After making our way over Columbine Pass, we took a dip in the lake. The rest of the day was a steady decent along Johnson Creek drainage to the bridge at Vallecito Creek.
I always prefer to be ascending in elevation, especially early in a trip. But the descent along Johnson Creek was picturesque and gradual. We camped at an area that is informally known as "the bridge."
Day 3 • Vallecito Creek > Rock Lake (9.5 mi)
- 2,792 ft of elevation gain
- 11,735 ft max elevation
What a wildly gorgeous and challenging day! The climb along Vallecito Creek was gradual and lower in elevation. But once we diverted east and started our climb along Rock Creek the real challenge began, and that was after six miles of hiking. Luckily Rock Creek offered non-stop jaw dropping vistas. The melodious purr of water rapids was always nearby, keeping our moral high even at the most exhausting moments.
The hike up to Rock Lake was some of the most majestic backcountry I have experienced. Even at 11,000 ft there were lush meadows with craggy peaks erupting in the distance. Arriving at Rock Lake felt like such an accomplishment. We made great time arriving around 15:00 that afternoon but it felt like an eternity.

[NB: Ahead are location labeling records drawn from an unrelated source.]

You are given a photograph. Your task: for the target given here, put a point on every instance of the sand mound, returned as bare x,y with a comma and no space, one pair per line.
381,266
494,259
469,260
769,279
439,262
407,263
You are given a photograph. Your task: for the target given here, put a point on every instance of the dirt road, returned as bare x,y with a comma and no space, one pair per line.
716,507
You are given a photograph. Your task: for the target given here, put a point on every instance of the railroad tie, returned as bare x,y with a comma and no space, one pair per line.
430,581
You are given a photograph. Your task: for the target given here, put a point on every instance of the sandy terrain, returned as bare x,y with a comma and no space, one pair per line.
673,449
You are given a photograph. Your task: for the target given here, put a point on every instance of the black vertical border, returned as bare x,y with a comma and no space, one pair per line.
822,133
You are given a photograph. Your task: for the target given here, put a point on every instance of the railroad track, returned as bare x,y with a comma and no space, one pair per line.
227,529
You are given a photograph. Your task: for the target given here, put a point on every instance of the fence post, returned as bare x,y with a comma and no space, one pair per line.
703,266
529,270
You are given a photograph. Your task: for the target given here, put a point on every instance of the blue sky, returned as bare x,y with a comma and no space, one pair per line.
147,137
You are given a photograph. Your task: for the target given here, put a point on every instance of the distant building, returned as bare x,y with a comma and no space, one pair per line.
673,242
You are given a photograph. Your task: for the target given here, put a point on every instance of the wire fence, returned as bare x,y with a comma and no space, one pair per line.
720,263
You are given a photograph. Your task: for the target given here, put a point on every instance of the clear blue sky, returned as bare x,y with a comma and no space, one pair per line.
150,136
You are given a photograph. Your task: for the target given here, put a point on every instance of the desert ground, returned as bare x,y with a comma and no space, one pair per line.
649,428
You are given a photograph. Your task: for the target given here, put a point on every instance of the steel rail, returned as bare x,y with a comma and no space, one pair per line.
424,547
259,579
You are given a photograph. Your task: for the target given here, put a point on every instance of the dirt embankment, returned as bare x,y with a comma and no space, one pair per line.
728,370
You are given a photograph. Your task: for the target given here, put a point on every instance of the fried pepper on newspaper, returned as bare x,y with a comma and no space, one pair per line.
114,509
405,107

Day 4 • Rock Lake > Bear Town (12 mi)
- 3,050 ft elevation gain
- 12,501 max elevation
Our most challenging day. Long milage and a lot of elevation change: we crossed the continental divide three times that day. We also diverted from the original route, taking low ground through Twin Lakes up to Middle Ute Lake. This added milage but apparently the trail that followed the ridge was so overgrown that navigation was very difficult.
The Ute Lakes area felt so different than any other part of this wilderness, rolling hills that dip into small lakes and pockets of meadows.
The first half of the day was sunny and clear. But later in the afternoon we ran into some inclement weather. Over the horizon loomed some daunting cloud formations. The debate became one of safety: do we make camp near Nebo Creek or do we head for Hunchback Pass and hope the weather does not decline? Nobody wants to be on a pass over 12,000 ft high with weather moving in. Ultimately we decided to move onward! Kite Lake and Bear Town or bust.
After a gorgeous (and arduous) day of hiking we arrived at Bear Town trailhead. Rain was coming down and so was the sun. It took a while to find a flat area to camp. Gabriela was feeling pretty rough from the cold rain, altitude and long day. When this happens to someone on the trail I've learned there is a simple remedy that always works: get the shelter pitched, put your partner in a sleeping bag, and feed them hot food and drink. Never fails.
Day 5 • Bear Town > Elk Creek (5 mi)
- 1,529 ft elevation gain
- 12,698 ft max elevation
Our last two days were nice and mellow. First we had to climb out from Bear Town and cross over the Continental Divide one last time. Then it was a decent into the Elk Creek Drainage. The view from atop the divide was breathtaking.
Day 6 • Elk Creek > Elk Park Train (5 mi)
Our last day on the trail was a leisurely decent to The Elk Park flag stop. We arrived in plenty of time to setup the shelter to let it dry out while we waited for our train. We met some nice folks who were also getting picked up that afternoon: a climber that had been in the trinity peaks and a father with his two sons that had done a short overnight trip. Finishing a trip like this is very bittersweet. By the time you get a hot shower and meal out on the town, your planning your next trip!